The training for a GAN is more complex than for other types of networks:
we have to alternate between training the discriminator and the generator,
and each trains on slightly different data.

So for clarity, we've split the definition of the `training_step` out
from the rest of the module code.

In [None]:
def training_step(self, batch, batch_idx, optimizer_idx):
  imgs, _ = batch  # ignore labels
  batch_sz = imgs.shape[0]

  # implementation detail: we use two optimizers, stored in a lsit
  training_generator = optimizer_idx == 0
  training_discriminator = not training_generator

  if training_generator:

    # 1. Sample random input for the generator
    z = torch.randn(batch_sz, self.latent_dim).type_as(imgs)

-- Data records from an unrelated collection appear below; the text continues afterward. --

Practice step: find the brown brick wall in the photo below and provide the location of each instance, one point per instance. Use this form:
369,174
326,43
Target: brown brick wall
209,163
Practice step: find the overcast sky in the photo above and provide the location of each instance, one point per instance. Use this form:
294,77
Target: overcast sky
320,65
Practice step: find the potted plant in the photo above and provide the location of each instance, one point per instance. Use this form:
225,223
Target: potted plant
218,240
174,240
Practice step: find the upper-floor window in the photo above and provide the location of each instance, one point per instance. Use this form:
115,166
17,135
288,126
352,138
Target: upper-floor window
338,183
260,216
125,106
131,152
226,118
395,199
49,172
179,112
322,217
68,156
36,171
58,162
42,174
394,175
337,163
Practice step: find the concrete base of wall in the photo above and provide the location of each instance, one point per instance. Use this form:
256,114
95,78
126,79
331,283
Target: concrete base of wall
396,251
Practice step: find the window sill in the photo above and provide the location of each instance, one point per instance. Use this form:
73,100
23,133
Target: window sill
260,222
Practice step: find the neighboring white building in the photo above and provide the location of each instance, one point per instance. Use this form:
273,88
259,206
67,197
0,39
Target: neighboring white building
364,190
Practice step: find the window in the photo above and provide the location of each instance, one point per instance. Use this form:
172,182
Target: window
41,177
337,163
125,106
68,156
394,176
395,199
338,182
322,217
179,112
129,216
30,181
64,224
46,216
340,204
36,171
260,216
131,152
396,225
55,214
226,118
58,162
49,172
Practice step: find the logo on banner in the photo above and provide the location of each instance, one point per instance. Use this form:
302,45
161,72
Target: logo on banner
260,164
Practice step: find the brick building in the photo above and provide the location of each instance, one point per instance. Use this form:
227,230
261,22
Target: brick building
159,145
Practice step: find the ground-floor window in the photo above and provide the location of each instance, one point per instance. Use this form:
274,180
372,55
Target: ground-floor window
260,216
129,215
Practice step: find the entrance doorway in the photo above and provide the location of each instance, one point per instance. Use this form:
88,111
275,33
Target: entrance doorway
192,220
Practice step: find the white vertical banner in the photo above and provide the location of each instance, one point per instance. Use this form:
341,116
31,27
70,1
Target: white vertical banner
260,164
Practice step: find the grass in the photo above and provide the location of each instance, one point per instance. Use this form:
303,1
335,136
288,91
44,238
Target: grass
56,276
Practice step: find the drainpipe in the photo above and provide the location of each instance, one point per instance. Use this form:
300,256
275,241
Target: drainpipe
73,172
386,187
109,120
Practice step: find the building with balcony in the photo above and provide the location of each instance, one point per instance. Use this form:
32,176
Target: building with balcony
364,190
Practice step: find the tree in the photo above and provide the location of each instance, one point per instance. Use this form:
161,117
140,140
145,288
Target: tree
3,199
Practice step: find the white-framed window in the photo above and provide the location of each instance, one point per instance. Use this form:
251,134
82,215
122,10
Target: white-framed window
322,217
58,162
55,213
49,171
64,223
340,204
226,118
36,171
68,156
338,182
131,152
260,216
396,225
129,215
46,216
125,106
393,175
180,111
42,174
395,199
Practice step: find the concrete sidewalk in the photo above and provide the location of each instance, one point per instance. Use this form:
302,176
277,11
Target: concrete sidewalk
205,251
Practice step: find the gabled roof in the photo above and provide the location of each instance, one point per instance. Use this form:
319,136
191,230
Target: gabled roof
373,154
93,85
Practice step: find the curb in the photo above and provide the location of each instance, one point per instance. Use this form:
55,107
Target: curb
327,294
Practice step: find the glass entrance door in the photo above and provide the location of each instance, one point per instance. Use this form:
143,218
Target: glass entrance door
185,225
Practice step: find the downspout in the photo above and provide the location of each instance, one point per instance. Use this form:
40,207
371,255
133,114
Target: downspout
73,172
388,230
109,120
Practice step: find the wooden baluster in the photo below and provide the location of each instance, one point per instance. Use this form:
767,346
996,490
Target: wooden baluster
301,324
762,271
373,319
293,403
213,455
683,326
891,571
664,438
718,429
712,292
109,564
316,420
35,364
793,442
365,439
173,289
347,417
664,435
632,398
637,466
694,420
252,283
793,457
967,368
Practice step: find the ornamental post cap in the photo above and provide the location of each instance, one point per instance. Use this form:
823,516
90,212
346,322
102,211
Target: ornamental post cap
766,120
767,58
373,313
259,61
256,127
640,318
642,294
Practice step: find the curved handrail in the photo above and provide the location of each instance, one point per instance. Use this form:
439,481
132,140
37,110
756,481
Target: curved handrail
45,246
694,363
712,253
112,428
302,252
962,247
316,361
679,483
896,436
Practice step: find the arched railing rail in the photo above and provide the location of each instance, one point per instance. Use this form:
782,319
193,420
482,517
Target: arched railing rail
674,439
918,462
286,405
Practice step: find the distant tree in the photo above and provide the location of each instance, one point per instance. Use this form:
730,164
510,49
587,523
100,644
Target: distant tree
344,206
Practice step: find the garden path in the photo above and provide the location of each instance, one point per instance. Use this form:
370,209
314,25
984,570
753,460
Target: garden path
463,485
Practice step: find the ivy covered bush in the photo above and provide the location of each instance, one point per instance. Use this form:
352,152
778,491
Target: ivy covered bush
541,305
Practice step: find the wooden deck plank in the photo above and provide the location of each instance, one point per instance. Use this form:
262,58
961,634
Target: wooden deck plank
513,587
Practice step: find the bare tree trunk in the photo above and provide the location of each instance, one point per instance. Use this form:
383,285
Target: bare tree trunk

    # 2. Generator makes images from random input
    self.generated_images = self.generator(z)

    # 3. We pass those images through the discriminator
    self.discriminator_outputs =  self.discriminator(self.generated_images)

    # For the generator, the "target" on a fake input is a 1,
    #  indicating that the discriminator classifies it as real,
    #  even though the ground truth label is 0.
    is_fake = torch.ones(batch_sz, 1).type_as(imgs)
    g_loss = self.adversarial_loss(self.discriminator_outputs, is_fake)

    # Return a dictionary of outputs for logging and automated backward pass by Lightning
    output = {"loss": g_loss, "g_loss": g_loss, "batch_idx": batch_idx,
              "generator_win_percentage": self.generator_win_percentage(self.discriminator_outputs, is_fake.int())}

  if training_discriminator:

    # 1. Obtain the discriminator outputs on real and fake images
    outputs_on_real = self.discriminator(imgs)
    outputs_on_fake = self.discriminator(self.generated_images.detach())

    # For the discriminator, the "target" on a real input is a 1
    targets_real = torch.ones(batch_sz, 1).type_as(imgs)
    # and the "target" on a fake input is a 0
    targets_fake = torch.zeros(batch_sz, 1).type_as(imgs)

    # 2. Combine (concatenate) the outputs/targets in the two cases
    outputs = torch.cat([outputs_on_real, outputs_on_fake])
    targets = torch.cat([targets_real, targets_fake])

    d_loss = self.adversarial_loss(outputs, targets)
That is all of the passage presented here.